Water was fluoridated in large parts of the Netherlands from 1960 to 1973, at which point the Supreme Court of the Netherlands declared fluoridation of drinking water unauthorized. The Dutch Court decided that authorities had no legal basis for adding chemicals to drinking water if they did not also improve safety. It was also stated as support that consumers cannot choose a different tap water provider. Drinking water has not been fluoridated in any part of the Netherlands since 1973.

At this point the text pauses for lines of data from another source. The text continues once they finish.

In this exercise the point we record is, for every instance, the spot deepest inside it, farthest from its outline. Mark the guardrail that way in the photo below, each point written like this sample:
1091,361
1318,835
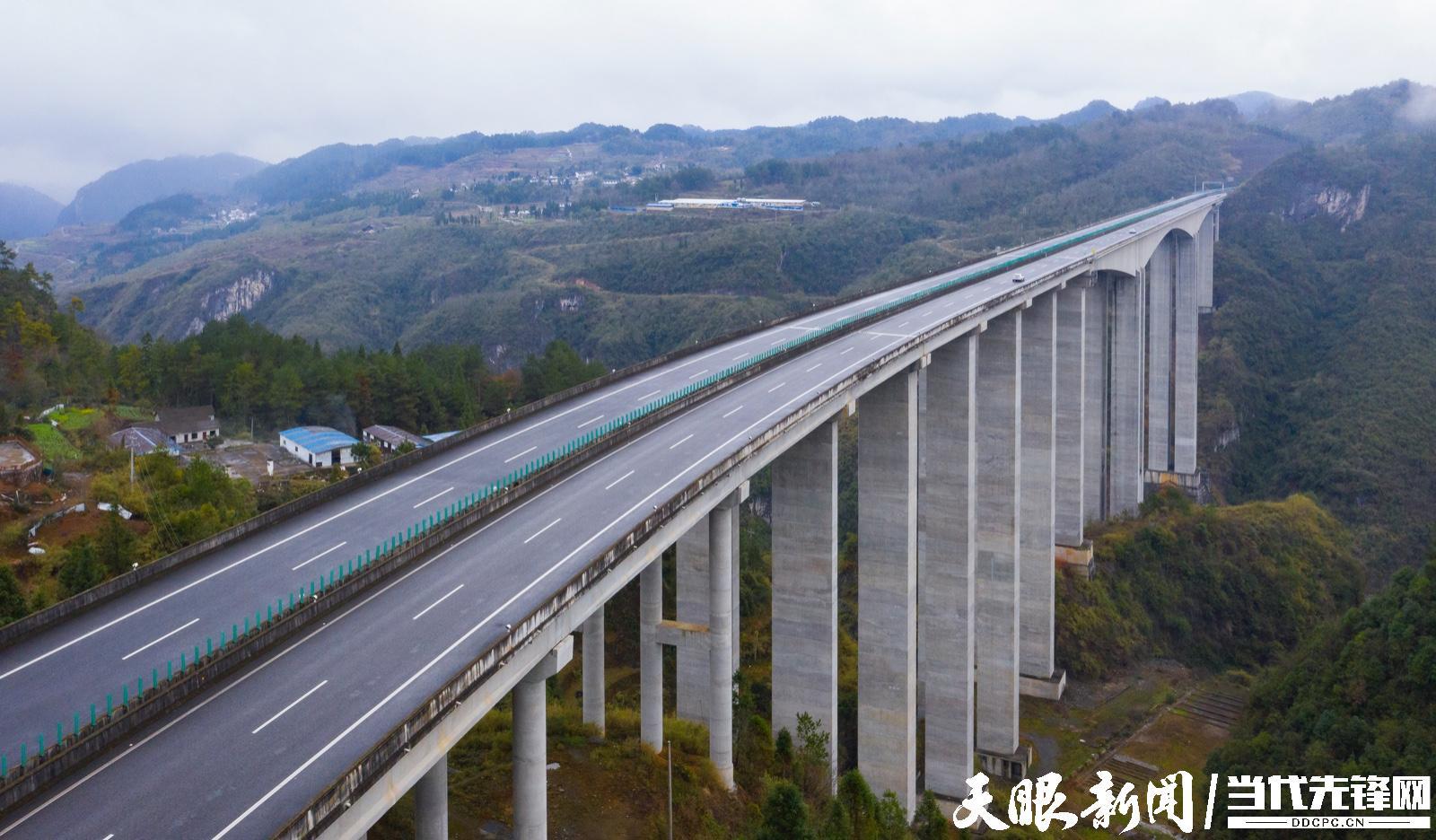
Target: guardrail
397,743
345,582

In Ryan v. Attorney General, the Supreme Court of Ireland held that water fluoridation did not infringe the plaintiff's right to bodily integrity. The court found that such a right to bodily integrity did exist, despite the fact that it was not explicitly mentioned in the Constitution of Ireland, thus establishing the doctrine of unenumerated rights in Irish constitutional law.

United States

Fluoridation has been the subject of many court cases wherein activists have sued municipalities, asserting that their rights to consent to medical treatment and due process are infringed by mandatory water fluoridation. Individuals have sued municipalities for a number of illnesses that they believe were caused by fluoridation of the city's water supply. In most of these cases, the courts have held in favor of cities, finding no or only a tenuous connection between health problems and widespread water fluoridation. To date, no federal appellate court or state court of last resort has found water fluoridation to be unlawful.